Líder do PT propõe revisar contratos com Starlink e cita riscos à soberania

Documento enviado à Casa Civil pelo deputado Lindbergh Farias (PT-RJ) argumenta que as recentes polêmicas envolvendo Musk representam riscos à soberania nacional

Lindbergh: “Com a escalada das tensões geopolíticas, o caminho é fortalecer a soberania digital, com datacenters e serviços nacionais”

A liderança do PT na Câmara encaminhou uma indicação à Casa Civil sugerindo que o governo Lula revise os contratos e acordos de cooperação com a Starlink, empresa de internet via satélite do bilionário Elon Musk.
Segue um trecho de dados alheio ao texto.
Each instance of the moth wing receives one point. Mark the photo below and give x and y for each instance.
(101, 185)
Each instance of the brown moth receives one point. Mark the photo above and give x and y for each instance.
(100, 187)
O documento assinado pelo deputado e líder petista, Lindbergh Farias (RJ), argumenta que as recentes polêmicas envolvendo Musk — incluindo apoio a partidos de extrema direita e disputas judiciais — representam riscos à soberania nacional.

A indicação parlamentar cita como exemplos a suspensão das negociações da Starlink na Itália e o rompimento de parcerias no México após conflitos públicos com o empresário Carlos Slim, que teriam causado prejuízos de US$ 7 bilhões à empresa. “A atuação político-ideológica e arbitrária de seu CEO apresenta um risco para o Brasil”, afirma o texto.

União Europeia

O documento também menciona a decisão da União Europeia de investir € 50 bilhões em inteligência artificial para reduzir a dependência de gigantes estrangeiras. “Com a escalada das tensões geopolíticas, o caminho é fortalecer a soberania digital, com datacenters e serviços nacionais”, defende Lindbergh Farias.

Além disso, o parlamentar critica a concentração de infraestrutura tecnológica em poucas corporações e alerta para os riscos do acesso irrestrito a dados estratégicos do País. Apesar de elogiar iniciativas como o Plano Nacional de Inteligência Artificial, ele considera as medidas atuais insuficientes e pede que o governo priorize ecossistemas digitais brasileiros.

Argumentos

Ao apresentar a proposta, o deputado aponta como, nos últimos anos, “estamos acompanhando o impacto que as novas tecnologias da informação e comunicação geraram nas sociedades, promovendo uma transformação estrutural, por meio da celeridade na comunicação, novos modelos de negócio, dentre outros aspectos”. “No entanto as externalidades negativas especialmente quanto ao uso da internet têm crescido”, alerta a iniciativa.

“São exemplos desse fenômeno a crescente onda de manipulação da informação, a concentração de infraestrutura tecnológica nas mãos de poucas corporações, para além dos impactos ao bem-estar e saúde da população mundial”, diz.

Para ele, “incomoda, em especial, a temática da soberania nacional, que se vê ameaçada devido ao acesso irrestrito das grandes empresas de tecnologia aos dados estratégicos do País e de sua população”.

“A corrida tecnológica é o principal expoente da disputa geopolítica que existe, atualmente, entre os Estados Unidos e a China, nesse sentido, é fundamental que países ao redor do globo possuam alternativas para a concentração e dependência tecnológica”, diz.

“Recentemente o Poder Executivo anunciou uma série de questões que visava aumentar a soberania digital do Estado brasileiro, como o Plano Nacional de Inteligência Artificial, e algumas ações da Nova Indústria Brasil, entretanto, tais medidas são insuficientes para barrar a dependência tecnológica”, alerta.

Para Lindbergh Farias, o Estado brasileiro precisa estruturar e financiar ecossistemas digitais nacionais, além de utilizar o seu poder de compra para substituir contratos e reduzir a dependência tecnológica de empresas estrangeiras.